Le couac qu’il en coûte

Je me dépêche de faire la blague avant le Canard enchaîné, à propos des déclarations du ministre des Comptes publics, Olivier Dussopt. À moins que le célèbre volatile ne l’ait déjà utilisée à mon insu, car, je dois l’avouer, cela fait assez longtemps que je ne prends plus le temps de le lire in extenso. Si je me prends un « pan sur le bec », je prie mes fidèles lecteurs de m’en excuser, le jeu de mots était trop tentant.

Le ministre a annoncé tout à trac la fin du « quoi qu’il en coûte » pour 2021, alors que nombre de professions, qui étaient déjà sous perfusion, sont carrément passées au coma artificiel avec des chiffres d’affaires en berne ou voisins du néant. Citons, en vrac, les cafetiers, hôteliers ou restaurateurs, les activités culturelles et sportives, la plupart des commerces, à l’exception des grandes surfaces, j’en passe et de plus sinistrés. Évidemment, si on lit attentivement l’interview qu’il a donnée aux « échos », il apparait qu’il espère, simultanément, la fin de l’épidémie du Covid 19, mais le lien de causalité et de conditionnalité des deux évènements n’est pas clairement établi. Autrement dit, il rompt implicitement avec la promesse annoncée peut-être imprudemment par Emmanuel Macron qui était de soutenir l’économie sans limites de temps ni de montant. La doctrine gouvernementale, jusqu’ici sans failles, commencerait donc à se lézarder, même si Bruno Le Maire continue, de son côté à jouer le rôle du « good cop », en affirmant son soutien indéfectible notamment au petit commerce. Olivier Dussopt se range, lui, du côté de l’orthodoxie économique, en soulignant la nécessité de réduire la dette publique, qui atteint des sommets jusqu’alors inégalés.

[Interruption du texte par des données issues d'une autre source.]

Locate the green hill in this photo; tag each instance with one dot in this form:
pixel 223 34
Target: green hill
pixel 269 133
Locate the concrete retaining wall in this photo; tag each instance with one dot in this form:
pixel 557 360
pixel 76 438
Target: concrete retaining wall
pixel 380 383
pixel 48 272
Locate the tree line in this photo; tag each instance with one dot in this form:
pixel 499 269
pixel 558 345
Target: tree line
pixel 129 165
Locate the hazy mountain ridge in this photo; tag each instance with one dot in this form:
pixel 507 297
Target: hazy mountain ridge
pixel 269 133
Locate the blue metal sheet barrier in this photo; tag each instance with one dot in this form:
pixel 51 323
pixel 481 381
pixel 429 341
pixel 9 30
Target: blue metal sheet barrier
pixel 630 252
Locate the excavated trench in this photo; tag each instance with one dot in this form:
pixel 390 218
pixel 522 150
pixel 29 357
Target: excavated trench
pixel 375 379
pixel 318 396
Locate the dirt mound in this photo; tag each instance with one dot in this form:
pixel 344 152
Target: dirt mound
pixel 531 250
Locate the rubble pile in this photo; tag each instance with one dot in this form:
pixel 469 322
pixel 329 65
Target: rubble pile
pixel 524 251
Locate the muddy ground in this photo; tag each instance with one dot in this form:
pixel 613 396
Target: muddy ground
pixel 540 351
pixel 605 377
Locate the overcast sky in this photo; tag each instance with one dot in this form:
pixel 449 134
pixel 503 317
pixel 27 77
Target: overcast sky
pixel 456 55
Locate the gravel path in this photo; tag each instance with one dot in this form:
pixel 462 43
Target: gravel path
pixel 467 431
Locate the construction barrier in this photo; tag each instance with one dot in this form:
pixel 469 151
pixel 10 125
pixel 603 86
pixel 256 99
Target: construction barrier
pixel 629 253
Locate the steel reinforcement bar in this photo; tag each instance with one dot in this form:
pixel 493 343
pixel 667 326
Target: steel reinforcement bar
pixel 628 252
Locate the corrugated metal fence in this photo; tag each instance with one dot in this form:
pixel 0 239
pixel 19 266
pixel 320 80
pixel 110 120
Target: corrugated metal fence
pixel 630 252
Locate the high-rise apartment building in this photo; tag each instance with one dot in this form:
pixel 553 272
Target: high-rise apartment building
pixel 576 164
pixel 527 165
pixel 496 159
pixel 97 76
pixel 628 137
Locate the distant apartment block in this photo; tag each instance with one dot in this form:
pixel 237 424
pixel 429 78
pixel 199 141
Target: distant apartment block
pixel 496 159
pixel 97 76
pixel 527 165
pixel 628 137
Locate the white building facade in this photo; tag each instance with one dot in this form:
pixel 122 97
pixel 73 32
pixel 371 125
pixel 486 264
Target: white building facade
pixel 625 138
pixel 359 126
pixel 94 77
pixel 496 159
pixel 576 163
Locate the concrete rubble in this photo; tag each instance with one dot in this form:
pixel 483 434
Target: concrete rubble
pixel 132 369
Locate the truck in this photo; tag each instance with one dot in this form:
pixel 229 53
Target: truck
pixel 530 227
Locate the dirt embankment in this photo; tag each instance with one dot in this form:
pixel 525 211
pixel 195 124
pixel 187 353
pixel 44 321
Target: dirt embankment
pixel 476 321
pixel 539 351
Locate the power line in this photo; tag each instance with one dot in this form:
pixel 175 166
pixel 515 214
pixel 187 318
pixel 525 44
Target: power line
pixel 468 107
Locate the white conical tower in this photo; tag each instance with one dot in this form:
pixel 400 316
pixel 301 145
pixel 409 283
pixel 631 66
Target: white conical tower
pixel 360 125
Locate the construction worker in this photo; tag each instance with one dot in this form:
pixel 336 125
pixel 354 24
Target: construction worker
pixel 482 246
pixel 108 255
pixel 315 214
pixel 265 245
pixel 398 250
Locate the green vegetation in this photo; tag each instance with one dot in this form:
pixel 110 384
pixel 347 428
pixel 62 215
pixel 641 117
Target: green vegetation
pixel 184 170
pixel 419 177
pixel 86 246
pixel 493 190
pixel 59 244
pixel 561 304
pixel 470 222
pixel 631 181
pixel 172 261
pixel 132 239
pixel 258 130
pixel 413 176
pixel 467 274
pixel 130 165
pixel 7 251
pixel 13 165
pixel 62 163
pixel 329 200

J’avoue que j’ai un peu de mal à prendre au sérieux cette petite musique légèrement discordante, d’une part parce que je sais, comme tout un chacun, que si les ministres musiciens proposent, c’est le chef d’orchestre président de la République qui dispose. Et d’autre part parce que le ministre présente une certaine ressemblance avec le comédien Olivier Broche, qui, dans les Deschiens, était le souffre-douleur de ses parents, Yolande Moreau et François Morel. Avec le masque qui cache la plus grande partie du visage, l’analogie est frappante. On s’attend à tout moment à voir se déclencher la machine à baffes, contre laquelle le petit Olivier essaie de se protéger tant bien que mal à l’aide de ses mains au-dessus de la tête. On a d’autant plus de mal à envisager la fin prochaine de l’épidémie que des rumeurs persistantes annoncent un 3e reconfinement comme inéluctable. Seules diffèreraient la date, la durée et l’intensité des mesures envisagées. Comme les autres fois, les autorités nous annoncent du sang et des larmes, et si en plus, l’état ferme le robinet, le reste de moral va dégringoler en flèche.